ARTICLES

# FFT

By **
adam
**

## polynomials

\[ f(x) = A_0 + A_1 x + A_2 x^2 + \cdots + A_{n-1} x^{n-1} \]

## roots

\begin{eqnarray}
x^{n} &=& 1 \\\

x &=& e^{i \frac{2\pi}{n}}
\end{eqnarray}

Call \(e^{i \frac{2\pi}{n}} = w_n\) the fundamental, then there are \(n\) such roots, \(w_n^k\) for \(k = 0,\cdots,n-1\).

The fourier transform is a vector of the polynomial evaluated at each of the \(k\) roots.

\[ F(k) = f(w_n^k) \]

The FFT is a divide and conquer algorithm where instead of doing \(O(n)\) computations for each fourier coefficient \(F(k)\), we break up the problem into 2 subproblems of size \(n/2\) and do a merge which is of order \(n\). Thus \(T(n) = 2T(n/2) + O(n)\)

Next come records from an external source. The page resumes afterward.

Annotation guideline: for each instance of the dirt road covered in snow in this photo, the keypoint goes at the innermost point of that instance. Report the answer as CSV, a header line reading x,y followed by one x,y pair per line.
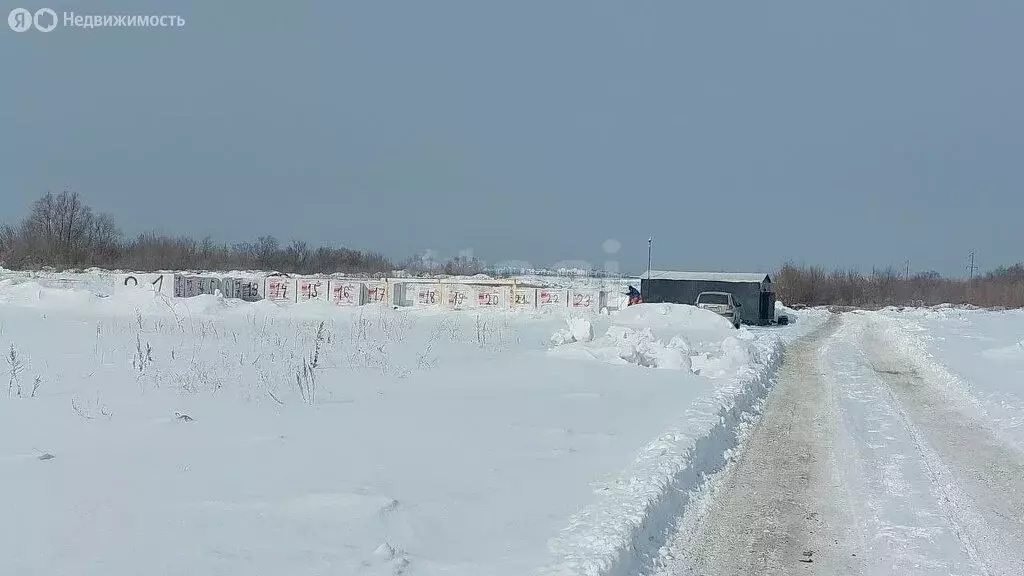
x,y
859,464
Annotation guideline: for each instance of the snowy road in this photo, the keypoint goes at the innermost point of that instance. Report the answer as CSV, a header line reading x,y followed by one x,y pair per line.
x,y
859,464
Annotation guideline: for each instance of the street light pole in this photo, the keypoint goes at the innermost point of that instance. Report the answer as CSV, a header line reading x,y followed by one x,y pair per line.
x,y
649,242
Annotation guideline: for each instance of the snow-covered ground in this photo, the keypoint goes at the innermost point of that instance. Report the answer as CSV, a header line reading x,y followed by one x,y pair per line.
x,y
889,445
206,436
978,354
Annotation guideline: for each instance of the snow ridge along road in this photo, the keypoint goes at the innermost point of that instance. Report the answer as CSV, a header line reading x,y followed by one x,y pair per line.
x,y
859,464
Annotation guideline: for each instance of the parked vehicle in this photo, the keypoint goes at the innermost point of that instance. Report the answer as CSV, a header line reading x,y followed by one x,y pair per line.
x,y
721,303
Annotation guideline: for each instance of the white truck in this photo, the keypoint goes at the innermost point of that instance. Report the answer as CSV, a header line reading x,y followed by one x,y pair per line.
x,y
721,303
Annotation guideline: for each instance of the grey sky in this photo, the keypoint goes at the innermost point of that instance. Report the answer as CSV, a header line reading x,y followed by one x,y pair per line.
x,y
737,134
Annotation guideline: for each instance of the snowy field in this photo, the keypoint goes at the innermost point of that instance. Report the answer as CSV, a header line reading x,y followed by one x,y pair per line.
x,y
978,354
143,435
891,444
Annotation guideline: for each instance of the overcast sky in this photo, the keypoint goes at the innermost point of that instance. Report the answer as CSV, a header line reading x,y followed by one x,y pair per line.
x,y
737,134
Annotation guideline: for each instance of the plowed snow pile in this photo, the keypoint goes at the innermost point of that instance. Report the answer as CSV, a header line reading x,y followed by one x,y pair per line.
x,y
669,336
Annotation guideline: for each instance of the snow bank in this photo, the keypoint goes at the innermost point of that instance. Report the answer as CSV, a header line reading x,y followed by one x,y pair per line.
x,y
623,531
668,336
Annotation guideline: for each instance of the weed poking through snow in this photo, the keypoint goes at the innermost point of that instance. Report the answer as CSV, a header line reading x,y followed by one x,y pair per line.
x,y
16,367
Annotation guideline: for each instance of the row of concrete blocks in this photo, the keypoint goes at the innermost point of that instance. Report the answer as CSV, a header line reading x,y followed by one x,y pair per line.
x,y
397,292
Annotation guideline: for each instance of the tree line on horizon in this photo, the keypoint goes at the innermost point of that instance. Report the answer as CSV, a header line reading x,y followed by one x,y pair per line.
x,y
64,233
794,284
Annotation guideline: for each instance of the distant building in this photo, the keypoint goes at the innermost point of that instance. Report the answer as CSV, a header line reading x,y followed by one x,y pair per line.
x,y
753,291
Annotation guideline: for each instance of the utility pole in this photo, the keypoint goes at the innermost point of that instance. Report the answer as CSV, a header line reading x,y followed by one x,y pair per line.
x,y
650,241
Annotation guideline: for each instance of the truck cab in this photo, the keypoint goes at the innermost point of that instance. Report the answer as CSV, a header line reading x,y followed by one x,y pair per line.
x,y
721,303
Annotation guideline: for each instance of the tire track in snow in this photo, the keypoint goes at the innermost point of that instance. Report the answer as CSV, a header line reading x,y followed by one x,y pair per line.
x,y
903,524
980,479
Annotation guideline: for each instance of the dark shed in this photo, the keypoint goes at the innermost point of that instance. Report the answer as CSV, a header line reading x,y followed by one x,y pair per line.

Consider taking the FT of the even powers f(x):

\[ f_e(x) = A_0 + A_2 x + \cdots \]

It’s FT will look like

\[ F_e(k) = f_e(w_{n/2}^k) = f_e(w_n^{2k}) \]

for \(k = 0, \cdots, n/2-1\).

Combining both the odd and even contributions we get

\begin{eqnarray}
F(k) &=& f(x=w_n^k) \\\

&=& f_e(x^2) + x f_o(x^2) \\\

&=& f_e(w_n^{2k}) + w_n^k f_o(w_n^{2k})
\end{eqnarray}

Note for \(k = 0, \cdots, n/2 -1\), this is well defined by \(F_e(k)\) and \(F_o(k)\):

\begin{eqnarray*}
F(k) = F_e(k) + w_n^k F_o(k)\\\

\text{ for } k \in [0,n/2-1]
\end{eqnarray*}

We need to take care of \(k = n/2, \cdots, n-1\).

Rewriting \(k = n/2, \cdots, n-1\) as \(k = n/2 + (0, \cdots, n/2-1)\). \(k = n/2 + k’\). We can rewrite:

\[ w_n^{n+2k’} = w_n^{2k’} \]

and

\[ w_n^k = w_n^{n/2+k’} = -w_n^{k’} \]

Thus we can write

\begin{eqnarray}
F(n/2+k’) &=& f_e(w_n^{2k’} - w_n^{k’} f_o(w_n^{2k’}) \\\

&=& F_e(k’) - w_n^{k’} F_o(k’)
\end{eqnarray}